Do Zoom classes confirm our worst fears about human nature?

Some students have abused privacy allowances and marking latitude – but others’ ongoing engagement has been heartening, says Robert Zaretsky

June 23, 2021
The shadows of anonymous people walking in one direction down stairs are seen on a wall in London as a metaphor for some students abusing privacy allowances
Source: Getty

The pandemic has pushed professors and students to pause over practical questions, and also philosophical ones. What is at stake is not only how to teach or take classes – particularly in the humanities – but also the existential matter of why we teach or take classes at all. 

A guy named Gyges, I believe, might have the answer.

Ancient writers loved to riff on this partly historical, partly mythical figure. The 5th century BC historian Herodotus presented him as a bodyguard to the Lydian king Candaules, who, under the cover of darkness, kills the king, takes the queen and founds a dynasty. A century later, Plato transformed him into a Lydian shepherd who, upon entering a cave, stumbles across a skeleton wearing a gold ring. Taking the bauble, he finds that it makes its wearer invisible. Thus armed (or fingered), this version of Gyges also kills the king, takes the queen and founds a dynasty.

In The Republic, one of the dialogue’s interlocutors, Glaucon, desperately seeks a reason to believe Socrates’ claim that if we know the Good, we are compelled to act upon it. He worries that if we were freed of legal and social constraints, we would all act like Gyges, regardless of justice.

During spring semester at my university, a perfect storm of events created a laboratory of sorts to test the positions of both Socrates and Glaucon. Already besieged by the coronavirus pandemic, our state was then battered in February by the Arctic blast that plunged Texans into days, weeks and in some cases months of freezing darkness. In response to the crisis, our administration reinstated the online and grading policies that had been in effect during 2020.

There were two important upshots to these policies. First, students could opt for a “pass” as long as their grade was higher than an F; in effect, they could receive credit for a D minus in one or more classes without torpedoing their GPA. Second, those students who were enrolled in online classes were allowed, for reasons of privacy, to keep their cameras off during class.

While one of my classes was online – the “modality” for nearly all classes at the University of Houston – I succeeded in teaching the other on campus. Not coincidentally, it was devoted to the literature of plagues. Twice a week, I parked up and walked past mostly empty garages and mostly darkened buildings, occasionally glimpsing masked, furtive students alone or in pairs. Upon reaching the classroom, 15 or so would be waiting for me.

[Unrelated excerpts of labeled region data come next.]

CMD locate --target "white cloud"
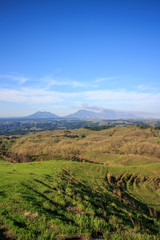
[0,75,29,84]
[137,85,156,91]
[40,76,86,88]
[0,88,160,109]
[94,76,120,83]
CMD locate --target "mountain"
[65,109,160,119]
[27,111,60,119]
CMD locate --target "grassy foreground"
[0,160,160,240]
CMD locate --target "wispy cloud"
[0,74,29,84]
[137,85,156,91]
[0,88,160,111]
[94,76,120,83]
[40,76,87,88]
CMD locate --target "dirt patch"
[24,211,39,218]
[0,225,17,240]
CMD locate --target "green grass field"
[0,126,160,240]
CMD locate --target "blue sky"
[0,0,160,117]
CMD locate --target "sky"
[0,0,160,117]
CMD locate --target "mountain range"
[26,109,160,120]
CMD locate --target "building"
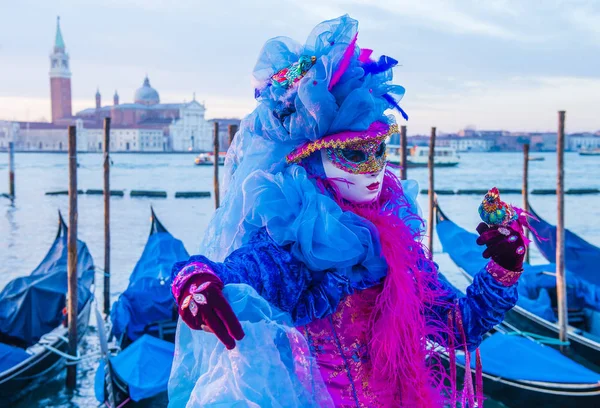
[169,96,212,152]
[50,17,72,124]
[567,132,600,151]
[448,137,496,152]
[209,118,240,152]
[7,18,221,152]
[83,126,165,152]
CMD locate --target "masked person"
[169,16,524,408]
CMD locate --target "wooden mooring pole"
[227,125,237,146]
[427,127,435,258]
[104,118,110,317]
[521,143,529,263]
[556,111,569,352]
[213,121,220,208]
[400,126,408,180]
[8,142,15,200]
[67,126,78,389]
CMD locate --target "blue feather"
[362,55,398,75]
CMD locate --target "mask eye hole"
[375,142,386,158]
[339,149,367,163]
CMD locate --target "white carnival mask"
[321,143,386,204]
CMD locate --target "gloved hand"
[477,222,526,272]
[177,272,244,350]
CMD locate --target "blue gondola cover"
[0,343,31,373]
[456,333,600,384]
[0,224,94,347]
[94,334,175,402]
[436,212,600,322]
[111,226,189,340]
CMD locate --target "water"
[0,153,600,408]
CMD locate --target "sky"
[0,0,600,134]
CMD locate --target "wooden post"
[556,111,569,352]
[104,118,110,317]
[8,142,15,200]
[427,127,435,258]
[521,143,529,263]
[400,126,408,180]
[228,125,237,146]
[213,121,220,208]
[67,126,78,389]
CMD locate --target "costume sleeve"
[172,229,370,325]
[429,261,518,350]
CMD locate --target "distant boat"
[388,145,460,168]
[0,213,94,406]
[579,147,600,156]
[194,152,227,166]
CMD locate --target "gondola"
[94,210,189,408]
[436,206,600,371]
[0,213,94,404]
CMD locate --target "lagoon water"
[0,153,600,407]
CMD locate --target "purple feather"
[362,55,398,75]
[329,33,358,91]
[383,94,408,120]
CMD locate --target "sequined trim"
[485,261,523,286]
[286,122,398,163]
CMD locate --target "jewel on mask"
[326,140,386,174]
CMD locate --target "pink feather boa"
[317,171,456,408]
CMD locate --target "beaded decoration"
[286,122,398,164]
[271,55,317,89]
[479,187,519,225]
[326,140,387,174]
[181,282,210,317]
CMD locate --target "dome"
[133,77,160,105]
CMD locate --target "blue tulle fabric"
[169,16,516,407]
[169,285,333,408]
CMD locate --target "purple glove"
[477,222,526,272]
[172,263,244,350]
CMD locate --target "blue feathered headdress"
[248,15,408,144]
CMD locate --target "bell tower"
[50,17,72,122]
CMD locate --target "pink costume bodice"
[298,286,396,408]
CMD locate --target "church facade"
[11,19,218,152]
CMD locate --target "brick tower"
[50,17,72,122]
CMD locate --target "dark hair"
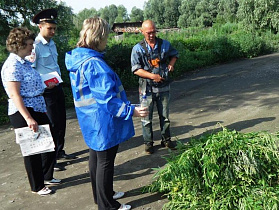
[6,28,36,54]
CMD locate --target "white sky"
[57,0,148,14]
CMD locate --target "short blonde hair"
[6,27,36,54]
[77,17,109,51]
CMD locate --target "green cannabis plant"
[145,127,279,210]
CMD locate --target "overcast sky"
[57,0,148,14]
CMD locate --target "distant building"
[112,22,142,34]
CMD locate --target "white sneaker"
[32,187,52,196]
[45,178,61,185]
[118,204,132,210]
[113,192,125,200]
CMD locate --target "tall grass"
[145,128,279,210]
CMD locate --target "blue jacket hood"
[65,47,104,72]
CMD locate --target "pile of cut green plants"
[144,127,279,210]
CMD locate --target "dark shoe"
[45,178,61,185]
[161,140,176,150]
[57,154,77,160]
[32,187,52,196]
[145,143,154,154]
[54,164,66,171]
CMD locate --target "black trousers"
[9,108,55,192]
[44,85,66,156]
[89,145,121,210]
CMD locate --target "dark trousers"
[44,85,66,156]
[89,145,121,210]
[140,91,171,144]
[9,108,55,192]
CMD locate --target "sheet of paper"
[15,125,55,156]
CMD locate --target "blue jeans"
[140,91,171,144]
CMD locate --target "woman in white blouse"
[1,28,61,195]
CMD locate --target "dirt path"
[0,54,279,210]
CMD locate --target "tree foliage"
[130,7,144,22]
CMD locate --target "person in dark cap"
[32,9,76,171]
[33,9,57,24]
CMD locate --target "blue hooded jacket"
[65,47,135,151]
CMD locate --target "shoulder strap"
[139,39,151,60]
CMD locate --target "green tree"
[237,0,279,32]
[130,7,144,22]
[217,0,238,23]
[163,0,181,28]
[115,5,129,23]
[99,4,118,26]
[178,0,200,28]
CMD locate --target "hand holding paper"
[41,71,63,89]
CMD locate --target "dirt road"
[0,54,279,210]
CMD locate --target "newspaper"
[15,125,55,156]
[41,71,63,88]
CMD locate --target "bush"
[144,125,279,210]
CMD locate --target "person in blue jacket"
[65,17,148,210]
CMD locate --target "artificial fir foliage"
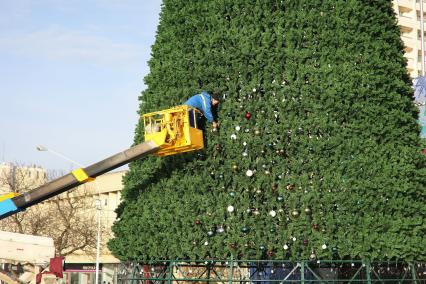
[109,0,426,260]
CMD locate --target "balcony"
[398,16,417,31]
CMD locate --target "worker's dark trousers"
[189,109,207,147]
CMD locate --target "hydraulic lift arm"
[0,141,160,220]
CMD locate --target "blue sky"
[0,0,161,171]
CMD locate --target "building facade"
[393,0,426,78]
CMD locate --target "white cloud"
[0,28,150,66]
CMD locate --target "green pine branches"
[109,0,426,260]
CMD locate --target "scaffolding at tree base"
[117,259,426,284]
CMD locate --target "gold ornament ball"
[291,209,299,217]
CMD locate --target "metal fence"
[117,259,426,284]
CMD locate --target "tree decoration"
[241,226,250,234]
[291,209,300,217]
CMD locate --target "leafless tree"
[0,164,105,256]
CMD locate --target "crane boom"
[0,141,160,220]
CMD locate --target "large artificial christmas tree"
[109,0,426,261]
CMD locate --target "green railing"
[117,258,426,284]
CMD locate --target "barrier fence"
[117,259,426,284]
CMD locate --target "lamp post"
[36,145,102,284]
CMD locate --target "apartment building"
[393,0,426,78]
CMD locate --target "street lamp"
[36,145,102,284]
[36,145,84,168]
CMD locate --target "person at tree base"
[185,91,220,130]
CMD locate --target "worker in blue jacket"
[185,91,220,130]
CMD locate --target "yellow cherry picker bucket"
[142,105,204,156]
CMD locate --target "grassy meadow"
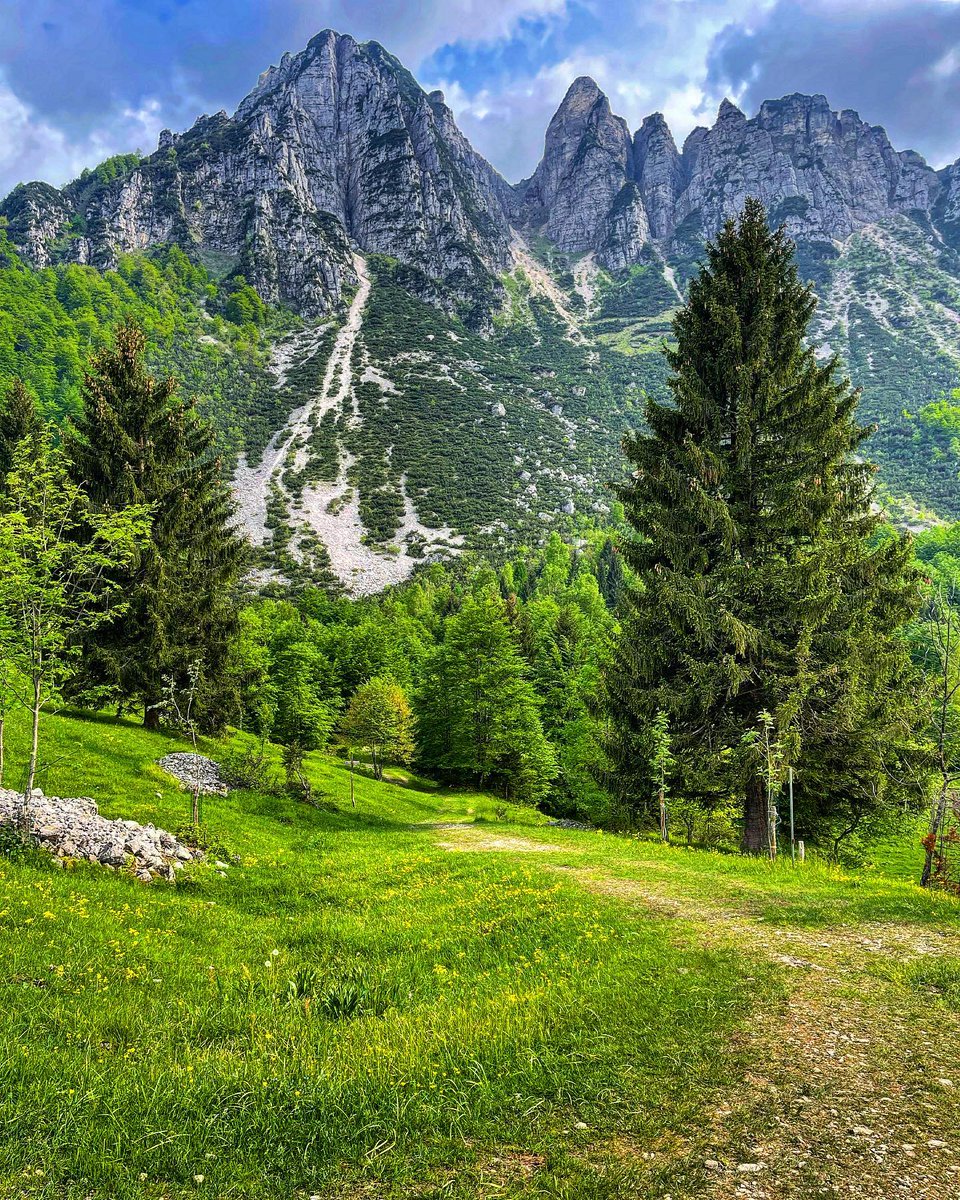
[0,713,960,1200]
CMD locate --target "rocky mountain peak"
[522,76,634,253]
[3,30,512,314]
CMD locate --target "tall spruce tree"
[606,200,931,852]
[0,379,43,491]
[66,322,244,726]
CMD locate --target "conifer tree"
[67,322,244,725]
[606,200,918,852]
[0,379,43,491]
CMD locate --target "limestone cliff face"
[523,87,960,269]
[522,76,646,254]
[0,30,960,316]
[674,96,941,240]
[0,31,511,314]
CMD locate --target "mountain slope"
[2,30,510,316]
[0,31,960,592]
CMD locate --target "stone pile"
[0,788,204,883]
[157,750,229,796]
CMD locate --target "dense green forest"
[0,199,960,873]
[0,226,298,458]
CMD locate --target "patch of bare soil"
[554,869,960,1200]
[434,823,563,854]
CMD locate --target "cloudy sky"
[0,0,960,196]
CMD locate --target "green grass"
[0,715,775,1200]
[0,700,960,1200]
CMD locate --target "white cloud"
[0,79,163,193]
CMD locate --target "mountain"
[0,30,960,590]
[4,30,510,316]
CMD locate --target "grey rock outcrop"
[521,79,960,270]
[2,30,512,314]
[522,76,634,253]
[634,113,684,238]
[0,788,204,882]
[0,30,960,316]
[157,750,230,796]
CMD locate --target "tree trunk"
[920,779,947,888]
[743,776,770,854]
[23,679,43,823]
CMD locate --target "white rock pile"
[157,750,229,796]
[0,788,204,883]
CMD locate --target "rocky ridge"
[0,788,204,883]
[518,87,958,270]
[0,30,510,316]
[0,30,960,322]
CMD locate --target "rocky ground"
[157,750,229,796]
[0,788,204,883]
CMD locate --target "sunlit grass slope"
[0,715,772,1200]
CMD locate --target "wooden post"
[787,767,797,866]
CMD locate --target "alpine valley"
[0,31,960,594]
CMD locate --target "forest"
[0,205,960,875]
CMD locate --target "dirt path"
[442,827,960,1200]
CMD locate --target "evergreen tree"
[67,322,244,726]
[607,200,918,852]
[416,588,557,800]
[0,379,43,491]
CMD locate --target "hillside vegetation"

As we were all masked and I could not read their expressions, I soon gave up on my usual lame pleasantries. Instead, we turned to our writers – ranging from Thucydides, Marcus Aurelius and Michel de Montaigne to Daniel Defoe, Mary Shelley and Albert Camus – and discussed how their works helped them (and perhaps us) work through the plagues they had themselves confronted.

The moment class ended, I would sprint to my car and speed home, usually arriving in the nick of time to teach my online class. But I could not read the expressions of these students, either – not because they were masked but because nearly all of them rarely if ever turned on their cameras – or even their mikes. Our discussions of the tragic history and literature of French Algeria almost always withered into monologues.

Here is where Gyges becomes visible. At times, my frustration with the Zoom class led me to pop questions to those invisible students – who, I assumed, were at least present. But there was often no reply. I later discovered that those black rectangles on my screen obscured students who were variously at work, on exercise bikes, in bed – or on Google trying to find answers to my questions.

Unsurprisingly, the papers they handed in were unsatisfactory, but since the administration urged faculty to show compassion, I assigned D minuses rather than Fs. But it made me wonder: was Glaucon right?

After all, these invisible 21st-century Gyges failed to do justice to the books and writers I tried to expose them to, yet they were effectively rewarded for it. Did this not reveal the raw and rapacious character of human nature? Or, at the very least, the fundamentally transactional nature of social interaction?

Yet my experience with my on-campus class gave me another answer, one that would perhaps have pleased Socrates. While these students had the option of Zoom, they instead chose to be visible (if masked). A half-dozen or so, in particular, made another choice. Most of them were college seniors who were already on their way to grad school or a job. And yet they carefully read and deeply thought about the books to the extent that our discussions made me reread and rethink works I thought I knew. Rather than transactional, they were instead aspirational students, convinced that thinking about these words and worlds was both justified and, quite simply, good.

Did this make them “better” people? Of course not. But the aspirational students do remind us of a value that risks becoming invisible in our era. Namely, that what the Greeks called eudaemonia, or happiness, is found not just in a flourishing investment activity, but also in flourishing intellectual activity.

Robert Zaretsky is a historian and professor in the Honors College, University of Houston. His new book, Victories Never Last: Reading and Caregiving in Times of Plague, will be published next year.